Money problems aren’t always finance problems

If you think about the flow of actions during the course of running your business, we can start to see that often, money problems in business are not a finance problem. Think about it: you start with the two pillars of your business. Your product or service, and the customer. Without one of these, there is no business. Marketing is the process of making your customer aware of your product or service. Operations is the process of delivering the product or service to the customer. Finance is the money that comes from the customer to keep the whole business afloat, and make it possible for the business to continue operating and to keep producing the product or service.

If we look at this process as a whole, we can see that the money in the business is the very last step of the business machine. The money in the business is just the easiest thing to count. It’s the end result, and many business owners would say it’s the main reason they run their business to begin with. BUT you can see that anything can happen throughout the whole process to interfere with the way the business machine should run, and it may go unnoticed until you get to the money end of the process. All of a sudden there’s not enough.

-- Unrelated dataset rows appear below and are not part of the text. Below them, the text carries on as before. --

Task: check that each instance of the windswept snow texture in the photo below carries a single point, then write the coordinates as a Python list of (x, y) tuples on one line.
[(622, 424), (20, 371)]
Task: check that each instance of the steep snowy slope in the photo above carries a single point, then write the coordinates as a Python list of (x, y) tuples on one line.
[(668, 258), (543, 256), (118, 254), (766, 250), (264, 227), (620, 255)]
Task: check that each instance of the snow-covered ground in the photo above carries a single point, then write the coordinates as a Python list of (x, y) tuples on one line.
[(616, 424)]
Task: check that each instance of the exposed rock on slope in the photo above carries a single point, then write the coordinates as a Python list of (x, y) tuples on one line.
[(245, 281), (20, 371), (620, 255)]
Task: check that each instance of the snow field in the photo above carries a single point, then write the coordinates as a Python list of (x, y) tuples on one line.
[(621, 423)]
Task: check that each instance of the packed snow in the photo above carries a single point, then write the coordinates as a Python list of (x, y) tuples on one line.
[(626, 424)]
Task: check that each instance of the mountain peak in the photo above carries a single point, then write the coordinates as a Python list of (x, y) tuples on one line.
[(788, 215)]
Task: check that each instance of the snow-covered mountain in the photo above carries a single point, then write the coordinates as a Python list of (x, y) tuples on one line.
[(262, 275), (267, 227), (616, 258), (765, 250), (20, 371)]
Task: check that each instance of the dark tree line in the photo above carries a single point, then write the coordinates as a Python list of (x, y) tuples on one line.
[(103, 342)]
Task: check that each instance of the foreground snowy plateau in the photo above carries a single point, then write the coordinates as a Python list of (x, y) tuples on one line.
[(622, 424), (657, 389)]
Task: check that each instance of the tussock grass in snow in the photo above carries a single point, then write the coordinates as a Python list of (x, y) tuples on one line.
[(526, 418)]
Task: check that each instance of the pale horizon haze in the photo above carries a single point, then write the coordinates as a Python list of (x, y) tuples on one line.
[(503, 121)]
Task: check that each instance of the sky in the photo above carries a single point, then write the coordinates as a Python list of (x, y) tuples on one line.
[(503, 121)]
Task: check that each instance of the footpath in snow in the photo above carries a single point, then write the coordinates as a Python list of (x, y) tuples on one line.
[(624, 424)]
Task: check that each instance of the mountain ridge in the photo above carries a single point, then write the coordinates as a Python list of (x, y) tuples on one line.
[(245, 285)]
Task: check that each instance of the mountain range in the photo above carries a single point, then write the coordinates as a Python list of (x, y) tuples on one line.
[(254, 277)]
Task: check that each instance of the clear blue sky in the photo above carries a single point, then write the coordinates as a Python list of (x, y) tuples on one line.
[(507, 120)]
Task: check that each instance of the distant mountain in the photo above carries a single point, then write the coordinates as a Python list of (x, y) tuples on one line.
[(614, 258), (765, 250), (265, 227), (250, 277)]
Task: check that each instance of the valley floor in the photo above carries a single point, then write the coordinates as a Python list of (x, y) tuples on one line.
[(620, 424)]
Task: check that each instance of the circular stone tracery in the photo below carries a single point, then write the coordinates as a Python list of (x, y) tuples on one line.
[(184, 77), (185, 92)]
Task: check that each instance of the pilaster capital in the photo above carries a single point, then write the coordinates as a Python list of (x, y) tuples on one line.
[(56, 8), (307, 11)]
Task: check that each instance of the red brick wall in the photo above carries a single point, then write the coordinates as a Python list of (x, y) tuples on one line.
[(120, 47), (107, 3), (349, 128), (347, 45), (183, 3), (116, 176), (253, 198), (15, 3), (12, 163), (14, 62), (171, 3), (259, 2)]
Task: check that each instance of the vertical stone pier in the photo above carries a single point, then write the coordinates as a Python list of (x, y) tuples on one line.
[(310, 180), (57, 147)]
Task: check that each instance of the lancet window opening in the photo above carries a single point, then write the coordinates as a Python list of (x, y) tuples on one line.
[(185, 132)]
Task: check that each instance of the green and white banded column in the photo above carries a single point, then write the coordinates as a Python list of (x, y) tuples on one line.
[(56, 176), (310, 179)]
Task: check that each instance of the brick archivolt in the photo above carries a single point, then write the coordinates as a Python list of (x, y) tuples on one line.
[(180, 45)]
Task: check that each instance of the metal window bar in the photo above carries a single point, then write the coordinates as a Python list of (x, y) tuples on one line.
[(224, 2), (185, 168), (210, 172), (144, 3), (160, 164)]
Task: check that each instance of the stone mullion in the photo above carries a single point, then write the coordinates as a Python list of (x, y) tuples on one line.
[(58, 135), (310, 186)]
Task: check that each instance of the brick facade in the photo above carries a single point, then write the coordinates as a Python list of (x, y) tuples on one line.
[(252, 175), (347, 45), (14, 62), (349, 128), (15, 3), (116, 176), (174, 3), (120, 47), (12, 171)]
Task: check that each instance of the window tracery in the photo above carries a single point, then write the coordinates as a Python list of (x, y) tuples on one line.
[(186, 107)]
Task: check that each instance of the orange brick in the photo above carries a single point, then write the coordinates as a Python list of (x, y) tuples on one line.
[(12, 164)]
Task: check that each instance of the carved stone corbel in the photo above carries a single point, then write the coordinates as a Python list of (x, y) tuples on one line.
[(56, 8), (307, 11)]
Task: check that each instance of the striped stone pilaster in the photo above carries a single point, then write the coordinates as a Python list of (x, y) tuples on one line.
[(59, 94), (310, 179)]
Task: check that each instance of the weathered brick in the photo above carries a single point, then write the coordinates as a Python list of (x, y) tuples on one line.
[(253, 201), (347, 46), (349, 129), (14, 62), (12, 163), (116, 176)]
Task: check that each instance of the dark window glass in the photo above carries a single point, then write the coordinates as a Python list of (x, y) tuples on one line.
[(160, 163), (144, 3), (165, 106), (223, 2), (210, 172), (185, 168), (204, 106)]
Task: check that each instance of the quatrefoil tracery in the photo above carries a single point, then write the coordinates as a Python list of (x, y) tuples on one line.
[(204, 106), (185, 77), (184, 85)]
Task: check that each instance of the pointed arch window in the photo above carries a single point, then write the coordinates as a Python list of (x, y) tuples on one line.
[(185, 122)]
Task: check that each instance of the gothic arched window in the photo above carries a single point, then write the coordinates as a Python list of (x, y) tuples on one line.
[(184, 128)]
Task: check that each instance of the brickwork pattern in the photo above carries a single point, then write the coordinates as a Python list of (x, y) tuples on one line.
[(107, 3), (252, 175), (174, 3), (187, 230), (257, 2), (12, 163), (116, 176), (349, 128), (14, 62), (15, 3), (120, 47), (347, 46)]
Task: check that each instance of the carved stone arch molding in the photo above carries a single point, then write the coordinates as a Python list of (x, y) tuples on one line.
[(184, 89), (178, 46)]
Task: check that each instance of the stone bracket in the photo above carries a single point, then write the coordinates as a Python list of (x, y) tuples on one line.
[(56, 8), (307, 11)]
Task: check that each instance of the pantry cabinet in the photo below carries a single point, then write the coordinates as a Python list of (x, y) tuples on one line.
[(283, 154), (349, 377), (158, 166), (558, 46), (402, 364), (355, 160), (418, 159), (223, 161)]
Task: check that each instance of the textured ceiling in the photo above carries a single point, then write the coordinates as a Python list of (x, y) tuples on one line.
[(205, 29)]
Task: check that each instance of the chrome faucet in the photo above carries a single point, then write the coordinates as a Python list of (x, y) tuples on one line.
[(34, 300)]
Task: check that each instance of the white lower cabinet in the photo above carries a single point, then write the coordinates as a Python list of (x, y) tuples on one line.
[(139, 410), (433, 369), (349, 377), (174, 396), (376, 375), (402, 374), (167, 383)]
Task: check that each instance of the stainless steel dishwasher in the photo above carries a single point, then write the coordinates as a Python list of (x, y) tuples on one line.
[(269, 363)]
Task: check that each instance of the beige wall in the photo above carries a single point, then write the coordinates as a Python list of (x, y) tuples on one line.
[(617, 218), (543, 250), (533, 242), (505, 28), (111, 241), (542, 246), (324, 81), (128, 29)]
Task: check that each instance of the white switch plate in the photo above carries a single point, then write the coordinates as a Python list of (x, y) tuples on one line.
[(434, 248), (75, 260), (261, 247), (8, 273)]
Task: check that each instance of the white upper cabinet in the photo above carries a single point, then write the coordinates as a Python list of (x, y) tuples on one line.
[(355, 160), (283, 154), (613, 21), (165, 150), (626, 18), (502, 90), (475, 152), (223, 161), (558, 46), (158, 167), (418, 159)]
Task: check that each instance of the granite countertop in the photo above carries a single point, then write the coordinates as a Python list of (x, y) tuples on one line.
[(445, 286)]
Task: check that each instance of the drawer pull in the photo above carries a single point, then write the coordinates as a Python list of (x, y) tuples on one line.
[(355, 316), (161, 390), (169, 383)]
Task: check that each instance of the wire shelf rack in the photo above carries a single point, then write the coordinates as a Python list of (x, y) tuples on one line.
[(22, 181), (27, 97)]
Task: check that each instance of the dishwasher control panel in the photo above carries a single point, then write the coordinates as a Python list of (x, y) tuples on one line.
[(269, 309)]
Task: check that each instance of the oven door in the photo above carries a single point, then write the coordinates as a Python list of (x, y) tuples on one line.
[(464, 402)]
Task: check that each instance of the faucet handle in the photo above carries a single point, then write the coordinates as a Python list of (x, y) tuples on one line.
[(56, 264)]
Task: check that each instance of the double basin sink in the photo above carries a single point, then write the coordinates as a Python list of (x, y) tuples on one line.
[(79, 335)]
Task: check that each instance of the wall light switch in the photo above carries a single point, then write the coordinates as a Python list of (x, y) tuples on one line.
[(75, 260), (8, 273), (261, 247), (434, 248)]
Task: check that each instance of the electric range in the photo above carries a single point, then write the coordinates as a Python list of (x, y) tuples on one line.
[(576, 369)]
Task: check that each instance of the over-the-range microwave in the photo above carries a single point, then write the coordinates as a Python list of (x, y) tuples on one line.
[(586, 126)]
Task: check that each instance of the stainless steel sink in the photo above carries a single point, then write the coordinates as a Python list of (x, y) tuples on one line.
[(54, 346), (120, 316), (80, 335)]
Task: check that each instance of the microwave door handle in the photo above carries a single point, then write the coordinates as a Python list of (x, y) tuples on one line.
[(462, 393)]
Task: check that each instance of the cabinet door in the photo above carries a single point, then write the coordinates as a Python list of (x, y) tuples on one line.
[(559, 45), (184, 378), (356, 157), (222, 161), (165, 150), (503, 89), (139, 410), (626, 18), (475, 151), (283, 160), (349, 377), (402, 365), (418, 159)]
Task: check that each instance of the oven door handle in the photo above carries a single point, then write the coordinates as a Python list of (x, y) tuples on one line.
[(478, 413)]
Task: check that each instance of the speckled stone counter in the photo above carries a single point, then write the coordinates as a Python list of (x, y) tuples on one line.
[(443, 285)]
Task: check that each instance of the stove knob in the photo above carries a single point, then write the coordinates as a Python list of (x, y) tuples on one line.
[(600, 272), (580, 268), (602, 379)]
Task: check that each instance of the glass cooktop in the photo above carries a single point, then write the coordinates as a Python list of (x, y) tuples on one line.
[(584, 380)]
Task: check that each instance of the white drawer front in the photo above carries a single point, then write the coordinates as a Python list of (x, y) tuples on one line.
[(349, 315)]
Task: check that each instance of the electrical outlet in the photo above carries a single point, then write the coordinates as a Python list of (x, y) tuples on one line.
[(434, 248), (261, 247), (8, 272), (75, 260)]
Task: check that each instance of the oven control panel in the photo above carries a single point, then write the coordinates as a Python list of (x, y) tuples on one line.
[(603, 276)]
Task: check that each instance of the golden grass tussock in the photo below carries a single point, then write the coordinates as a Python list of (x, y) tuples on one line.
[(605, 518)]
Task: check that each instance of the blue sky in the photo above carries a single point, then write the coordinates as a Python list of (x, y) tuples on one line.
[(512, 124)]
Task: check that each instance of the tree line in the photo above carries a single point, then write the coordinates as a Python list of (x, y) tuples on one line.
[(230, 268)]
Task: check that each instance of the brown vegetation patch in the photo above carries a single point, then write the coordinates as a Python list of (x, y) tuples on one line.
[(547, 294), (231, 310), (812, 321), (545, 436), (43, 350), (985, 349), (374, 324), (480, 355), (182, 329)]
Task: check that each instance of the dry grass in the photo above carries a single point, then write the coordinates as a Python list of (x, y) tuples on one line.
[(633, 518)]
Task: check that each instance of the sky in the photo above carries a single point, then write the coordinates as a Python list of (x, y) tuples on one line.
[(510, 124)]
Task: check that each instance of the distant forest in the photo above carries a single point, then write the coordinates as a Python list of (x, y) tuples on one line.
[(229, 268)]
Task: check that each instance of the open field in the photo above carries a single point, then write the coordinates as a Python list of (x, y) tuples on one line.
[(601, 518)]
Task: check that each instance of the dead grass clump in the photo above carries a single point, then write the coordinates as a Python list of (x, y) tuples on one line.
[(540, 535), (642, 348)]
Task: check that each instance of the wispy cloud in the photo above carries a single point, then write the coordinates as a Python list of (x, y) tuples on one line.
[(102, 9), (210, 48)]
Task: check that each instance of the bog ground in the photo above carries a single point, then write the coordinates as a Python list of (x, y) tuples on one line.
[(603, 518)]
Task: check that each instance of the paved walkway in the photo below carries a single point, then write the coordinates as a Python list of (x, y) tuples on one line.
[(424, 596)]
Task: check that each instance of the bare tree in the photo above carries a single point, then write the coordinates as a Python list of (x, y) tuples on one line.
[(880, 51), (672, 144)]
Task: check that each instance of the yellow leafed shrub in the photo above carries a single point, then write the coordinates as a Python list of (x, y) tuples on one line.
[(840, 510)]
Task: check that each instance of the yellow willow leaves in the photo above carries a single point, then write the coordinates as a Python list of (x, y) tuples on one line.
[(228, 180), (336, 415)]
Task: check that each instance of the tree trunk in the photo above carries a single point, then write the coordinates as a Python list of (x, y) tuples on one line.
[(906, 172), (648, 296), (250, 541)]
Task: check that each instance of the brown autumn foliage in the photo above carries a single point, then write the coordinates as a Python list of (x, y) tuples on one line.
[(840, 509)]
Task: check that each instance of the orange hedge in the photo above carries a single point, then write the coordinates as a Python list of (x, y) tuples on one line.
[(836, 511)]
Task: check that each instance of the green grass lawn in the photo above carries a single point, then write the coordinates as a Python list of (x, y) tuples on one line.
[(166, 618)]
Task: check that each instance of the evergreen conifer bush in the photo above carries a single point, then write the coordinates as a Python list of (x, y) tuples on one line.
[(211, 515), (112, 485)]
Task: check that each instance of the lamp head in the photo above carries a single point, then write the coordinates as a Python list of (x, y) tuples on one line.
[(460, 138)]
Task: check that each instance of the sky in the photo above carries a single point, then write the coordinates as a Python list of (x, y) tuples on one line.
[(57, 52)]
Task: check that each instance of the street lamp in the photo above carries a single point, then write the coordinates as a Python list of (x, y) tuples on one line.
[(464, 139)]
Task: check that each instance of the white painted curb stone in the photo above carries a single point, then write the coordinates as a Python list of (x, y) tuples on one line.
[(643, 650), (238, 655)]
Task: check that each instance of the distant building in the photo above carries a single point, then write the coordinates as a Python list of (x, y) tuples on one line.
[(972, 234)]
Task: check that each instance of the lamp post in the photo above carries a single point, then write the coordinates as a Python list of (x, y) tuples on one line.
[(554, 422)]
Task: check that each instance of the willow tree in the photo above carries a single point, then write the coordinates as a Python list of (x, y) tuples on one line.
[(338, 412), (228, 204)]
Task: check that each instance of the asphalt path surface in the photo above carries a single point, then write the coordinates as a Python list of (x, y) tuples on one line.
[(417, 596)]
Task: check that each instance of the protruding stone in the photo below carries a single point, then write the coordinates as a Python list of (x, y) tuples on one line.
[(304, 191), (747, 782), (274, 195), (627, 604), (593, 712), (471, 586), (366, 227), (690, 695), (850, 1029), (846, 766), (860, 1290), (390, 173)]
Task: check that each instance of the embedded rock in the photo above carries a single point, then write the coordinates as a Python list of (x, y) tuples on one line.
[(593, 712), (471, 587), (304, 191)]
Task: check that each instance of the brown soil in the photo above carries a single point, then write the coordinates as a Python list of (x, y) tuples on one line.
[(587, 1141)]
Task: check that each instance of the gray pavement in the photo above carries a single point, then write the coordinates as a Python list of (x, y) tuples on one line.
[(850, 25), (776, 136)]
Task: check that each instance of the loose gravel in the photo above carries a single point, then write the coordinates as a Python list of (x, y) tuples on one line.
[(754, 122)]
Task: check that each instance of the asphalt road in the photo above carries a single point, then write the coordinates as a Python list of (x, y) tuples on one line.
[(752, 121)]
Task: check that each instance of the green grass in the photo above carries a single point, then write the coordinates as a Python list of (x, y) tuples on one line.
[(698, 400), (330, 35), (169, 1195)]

Example of what is NOT a finance problem

Sarah’s bakery has a break even point of $3000 in sales per week. The overheads are all accurately established, the gross profit per item is calculated using industry benchmarks, the feedback from customers say that the retail prices are good. Her customer service is top-shelf, the customer has a good consistent experience each time. The quality of the items made and sold are fine. But Sarah is not meeting her sales targets. Is it a finance problem? She’s done her costings, she’s very disciplined in her expenditure, and her liabilities are all a reasonable % of the net assets. Is it an operations problem? The products being delivered to the customer are done as promised, it’s a good experience, and her customers are very happy and keep coming back. Feedback is received and documented, and she makes any necessary changes based on the feedback she receives.

The problem is in the marketing process. She just doesn’t have enough customers coming through the door and buying. The amount of marketing she needs to do is determined by a lot of things – for a start, it needs to be effective and predictable – but ultimately, once she has found the marketing method that works for her, it just needs to be multiplied and amplified until she has reached her sales target. Otherwise, it’s really clear to see that by constantly falling short of her targets, she’s not going to last very long at all. It won’t matter if she raises prices, cuts costs, gets a loan, or introduces a new product line. The problem is in the marketing, and nothing will work until that’s fixed.

Here’s another example: 

Dave is a mechanic. He’s run his workshop for over 10 years. He has a really effective marketing strategy that has new customers coming in all the time. He has established what his break even point in, has set sales targets to reach his anticipated net profit, and has really good control over his costs and overheads, everything should be ticking over nicely. But there’s a problem. He’s losing money in having to do a lot of warranty work. Turns out, the mechanics are rushing through the work too quickly, and missing some basic things which then go wrong, the customer comes back, he has to fix the problem for no extra charge, but the annoyed customer never comes back again.

This is an operations problem. It won’t be fixed with another marketing campaign or tighter control on the budget. It needs proper systems put in place to have each mechanic work through a checklist to make sure nothing is missed. It means Dave needs to book the jobs with enough time to get them done properly, and not put his staff under pressure to cut corners. Or perhaps look at employing another mechanic to be able to service the demand that he’s getting. Once he has a clock-work system going to improve the quality and consistency of the work being done, he’ll find that his warranty costs will significantly drop, and his profits will be back where they should be.

So, when is it a finance problem?

Let’s look at Kathy, who runs a fashion retail shop. Everything looks good on the surface. She has great marketing, getting lots of new and returning customers. She has a high standard of personal customer service, and her customers are always very happy. She responds to feedback straight away, and is always looking for ways to give them a great customer experience. She has money coming in, no problem at all.

But she has not kept watch on the cost prices, they have crept up over time, so she’s not making as much gross profit as she used to. On top of that, her overheads have also been creeping up, so the reduced gross profit is impacted again by a reduced net profit. But, worse than either of these problems, the funds that she takes as drawings from the business has become unsustainable. The reduced profits can no longer afford to sustain the amount of money she’s taking from the business. And, if that wasn’t enough, she has not sufficiently prepared for the tax bill, and so she gets a big bill at the end of the year, and she hasn’t got the money to pay for it. It’s not looking good for Kathy!

These are all elements of finance problems. Not keeping control of your costs or expenses, placing too much pressure on the business to cover personal drawings, and not maintaining your statutory obligations. This is when you need to look at the finances to be able to fix the business.

Looking at these three examples, you can see that while all of these businesses had money problems, only one example was actually a finance problem. You have to really look at what’s going on to be able to determine where the breakdown has occurred. If your answer to every money problem is to raise the prices or cut overheads, you’re not solving anything. To find where something isn’t going right, you can compare it to your business plan to see where the biggest variation is, and if you don’t have a business plan, then I’d suggest that’s a really good place to start! Chefs use a recipe, builders use blueprints, and manufacturers use the product specs to create the same result every time. Your business is no different, a living business plan is critical to ensuring that the control and direction of the business is in your hands.